The BIR reported that the start of 2023 had seen “generally static prices for the major brown grades such that bulk values are far less than half of what they were a year ago”.

Meanwhile, the American Forest & Paper Association (AF&PA)’s January 2023 Packaging Papers Monthly report showed that shipments of bag & sack were down 4.2% from the previous year. Figures from December 2022 showed that unbleached packaging papers & specialty packaging shipments in December decreased 12% compared to December 2021.

Plastics

Notable price rises in March have been reported in the US for Polyethylene terephthalate (PET), natural High-Density Polyethylene (HDPE), coloured HDPE and Polypropylene (PP).

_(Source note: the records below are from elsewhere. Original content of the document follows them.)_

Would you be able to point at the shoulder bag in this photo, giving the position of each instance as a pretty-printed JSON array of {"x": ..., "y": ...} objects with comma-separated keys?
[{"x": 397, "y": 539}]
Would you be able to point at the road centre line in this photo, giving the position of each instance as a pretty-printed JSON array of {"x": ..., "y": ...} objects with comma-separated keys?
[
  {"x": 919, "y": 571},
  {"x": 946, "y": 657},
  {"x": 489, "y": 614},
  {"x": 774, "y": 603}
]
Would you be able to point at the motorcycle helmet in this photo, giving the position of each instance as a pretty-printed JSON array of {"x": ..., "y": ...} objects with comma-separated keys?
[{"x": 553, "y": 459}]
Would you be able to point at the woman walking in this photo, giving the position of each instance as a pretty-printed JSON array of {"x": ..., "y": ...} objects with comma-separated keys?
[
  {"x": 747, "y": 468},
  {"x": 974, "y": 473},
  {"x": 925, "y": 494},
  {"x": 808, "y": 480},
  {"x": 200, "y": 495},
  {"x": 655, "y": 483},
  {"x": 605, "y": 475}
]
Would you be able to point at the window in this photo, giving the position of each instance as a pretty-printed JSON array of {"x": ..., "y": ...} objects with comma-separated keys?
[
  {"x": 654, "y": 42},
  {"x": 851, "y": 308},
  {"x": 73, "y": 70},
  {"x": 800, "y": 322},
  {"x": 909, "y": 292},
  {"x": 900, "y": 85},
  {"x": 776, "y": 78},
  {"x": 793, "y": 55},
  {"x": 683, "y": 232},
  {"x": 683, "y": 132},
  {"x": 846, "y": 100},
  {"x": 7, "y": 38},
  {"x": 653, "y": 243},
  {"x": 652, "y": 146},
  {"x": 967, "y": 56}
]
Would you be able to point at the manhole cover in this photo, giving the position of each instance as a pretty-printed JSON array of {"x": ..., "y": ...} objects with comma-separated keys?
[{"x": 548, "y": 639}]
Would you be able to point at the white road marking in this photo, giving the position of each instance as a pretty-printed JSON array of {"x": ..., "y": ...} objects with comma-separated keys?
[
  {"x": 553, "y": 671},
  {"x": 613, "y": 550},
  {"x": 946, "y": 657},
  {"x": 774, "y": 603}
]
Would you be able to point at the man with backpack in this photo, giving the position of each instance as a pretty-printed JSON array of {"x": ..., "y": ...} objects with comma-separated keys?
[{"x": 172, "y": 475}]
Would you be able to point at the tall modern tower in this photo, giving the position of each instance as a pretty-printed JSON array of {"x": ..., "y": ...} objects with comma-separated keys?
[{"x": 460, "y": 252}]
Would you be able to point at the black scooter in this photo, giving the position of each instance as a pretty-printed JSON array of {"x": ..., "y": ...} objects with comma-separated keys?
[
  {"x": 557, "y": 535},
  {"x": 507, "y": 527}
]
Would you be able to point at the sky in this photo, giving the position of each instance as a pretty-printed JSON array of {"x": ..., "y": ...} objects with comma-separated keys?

Compared to February prices, PET prices increased by around 6%, while PP shot up dramatically by 51%.

Both US PET and natural HDPE prices have increased month-on-month since September 2022. Data for March 2023 shows a national average price for PET beverage bottles and jars of $307.32 per metric tonne, up from $236.99 in December, but still significantly below the $516.32 achieved in March 2022.

The national average price for natural high-density polyethylene (HDPE) in March 2023 was around $1,503.98 per metric tonne, compared to $1,367.51 the previous month and $870.82 in September 2022.

PP, after being flat since last Autumn, saw a dramatic increase in March, jumping up to $179.23 per metric tonne from $118.61 the month before.

BIR noted in its February market report: “Trade has been helped by a return to pre-COVID freight rates for Asia-bound shipments from Europe and the USA, as well as for most of the Asian cargo heading in the opposite direction.

“In the USA, there is some hope of a market improvement, as inflation appears to be easing and the anticipated recession has not yet materialized. PET market demand remains stable, and reclaimers are purchasing at consistent levels; major refurbishment of several facilities in California will provide greater volume for bottle-to-bottle production to help meet the state’s ambitious content mandates.

“For polypropylene (PP), meanwhile, a major US East Coast buyer has increased its purchases and has returned to buying on the nation’s West Coast, providing some relief and even buoyancy to the market. Likewise, export buyers of PP are competing and can match the prices offered by domestic purchasers, although levels are down 50% compared to this time last year.”

Resource Recycling recently reported that the two largest waste management companies in North America, Waste Management (WM) and Republic Services, will be investing tens of millions of dollars in expanding their downstream plastics processing in the coming years. This follows WM buying a controlling interest in a US plastics recycling business last year.

 

In conclusion

While there are year-on-year price decreases across materials, there are signs of recovery, and the US economy is showing resilience. Evidence of continued investment, by the key players, in upgrading and acquiring facilities, as well as government support through grant funding for recycling infrastructure, as part of the Bipartisan Infrastructure Law, show the expectation of future long-term opportunities and a brighter horizon in the US Market.